Now that we have the metadata, we can use this to write out the Dataset JSON file.

``` {r}
# Create the datasetjson object
ds_json <- dataset_json(
  adsl, 
  item_oid = "ADSL",
  name = "ADSL",
  dataset_label = attr(adsl, 'label'),
  columns = adsl_meta
)

# Write the JSON
json_file_content <- write_dataset_json(ds_json)
```

Just for good measure, we can confirm the metadata we just created is compliant with the schema.

``` {r}
# Check schema compliance
validate_dataset_json(json_file_content)
```

## Bulk File Conversion

If your intention is to convert files into Dataset JSON format in bulk, there are a couple things you should consider - especially if you're trying to replicate existing procedures done using SAS:

Remember that R by default holds data in memory, whereas work datasets in SAS are still written to disk.
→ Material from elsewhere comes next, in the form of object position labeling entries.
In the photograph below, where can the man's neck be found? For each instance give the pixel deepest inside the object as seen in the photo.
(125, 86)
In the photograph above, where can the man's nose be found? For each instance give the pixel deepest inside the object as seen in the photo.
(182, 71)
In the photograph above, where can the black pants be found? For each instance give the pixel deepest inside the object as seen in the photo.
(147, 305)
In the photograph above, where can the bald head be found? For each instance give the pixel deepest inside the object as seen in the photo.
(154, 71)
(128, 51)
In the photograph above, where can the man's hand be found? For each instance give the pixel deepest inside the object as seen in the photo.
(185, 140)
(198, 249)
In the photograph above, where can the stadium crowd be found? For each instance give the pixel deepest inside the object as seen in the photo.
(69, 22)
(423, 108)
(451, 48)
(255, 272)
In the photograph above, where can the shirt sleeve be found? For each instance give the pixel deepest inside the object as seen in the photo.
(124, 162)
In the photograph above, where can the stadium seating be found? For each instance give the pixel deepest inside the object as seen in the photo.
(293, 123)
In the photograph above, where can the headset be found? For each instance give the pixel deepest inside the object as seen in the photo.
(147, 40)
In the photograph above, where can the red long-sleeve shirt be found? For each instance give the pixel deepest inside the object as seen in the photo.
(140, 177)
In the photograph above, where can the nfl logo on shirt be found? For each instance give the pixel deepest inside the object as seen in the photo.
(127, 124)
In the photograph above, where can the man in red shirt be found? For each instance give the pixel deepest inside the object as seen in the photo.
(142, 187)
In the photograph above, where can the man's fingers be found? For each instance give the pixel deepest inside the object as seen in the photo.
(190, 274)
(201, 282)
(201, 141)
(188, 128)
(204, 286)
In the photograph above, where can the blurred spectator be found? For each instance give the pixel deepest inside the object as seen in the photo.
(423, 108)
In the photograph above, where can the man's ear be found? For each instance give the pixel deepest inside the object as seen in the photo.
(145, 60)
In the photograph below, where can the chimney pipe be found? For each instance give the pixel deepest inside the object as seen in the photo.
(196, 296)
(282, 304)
This means that if you're doing a bulk conversion of datasets, you'll want to read in and write out one dataset at a time. For example:

1. Read in the XPT or SAS7BDAT file
2. Write out the Dataset JSON file
3. Remove the objects from memory to free up space

It's likely best to wrap the conversion process in a function, because the function namespace will inherently release the temporary objects during garbage collection. Depending on the size of your data, it could be easy to max out memory if you first read in all the datasets.

A second consideration is use of the function `validate_dataset_json()`. Particularly if you have large datasets, we recommend _against_ using this function. The validation it performs is against the Dataset JSON schema - so it's not performing additional CDISC checks on the data. We offer this function primarily due to the fact that the schema is available, and if necessary the function allows you to check that the schema compliance is met. That said, we've done the testing to make sure that `write_dataset_json()` writes the file out using a compliant schema - so this step is redundant.